While many people celebrate April 20 by smoking and getting high, for the disabled community, 420 Day has come to mean getting down… down to business… down and dirty… down to do chores.
“I organized the pantry today!” Trudy Weschler, 40, exclaimed. “You know how long I’ve needed to do that? There were cans from the Eisenhower administration!”
Trudy has Ehlers-Danlos syndrome, which causes chronic pain and frequent joint dislocations. The CBD-THC gummies that she takes ease her pain to the point where she can think clearly and get things done.
Her friend, Shirley Young, was equally enthusiastic, busily washing the floor and changing her sheets. “Of course I celebrate 420 Day! I don’t know how I would cope without medical marijuana. Just because I have cancer doesn’t mean that I don’t have a life to live.”
Dennis, who declined to give his last name, lives in a state where due to racism and ableism, marijuana is not legal in any form.
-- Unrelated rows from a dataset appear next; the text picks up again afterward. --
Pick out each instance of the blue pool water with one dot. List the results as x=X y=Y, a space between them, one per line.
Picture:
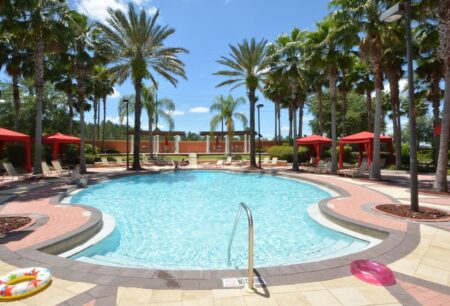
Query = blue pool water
x=184 y=220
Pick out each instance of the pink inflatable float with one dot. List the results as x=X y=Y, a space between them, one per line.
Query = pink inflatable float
x=372 y=272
He is lucky enough to have a friend who cultivates a strain that is helpful to him when the phantom pain from the leg he lost in Iraq really acts up. “I went to the park with my kids,” he said, ticking off the things he was excited to do that day. “I vacuumed the car. I made some marinara sauce.”
Indeed, as any disabled person can tell you, 420 Day is best celebrated by doing the “ordinary things” that you can’t do on an ordinary day, such as: eating, bathing, and dressing yourself. You might even find that your pain has eased to the point where you can sit at your laptop and write an article or two for a satirical website.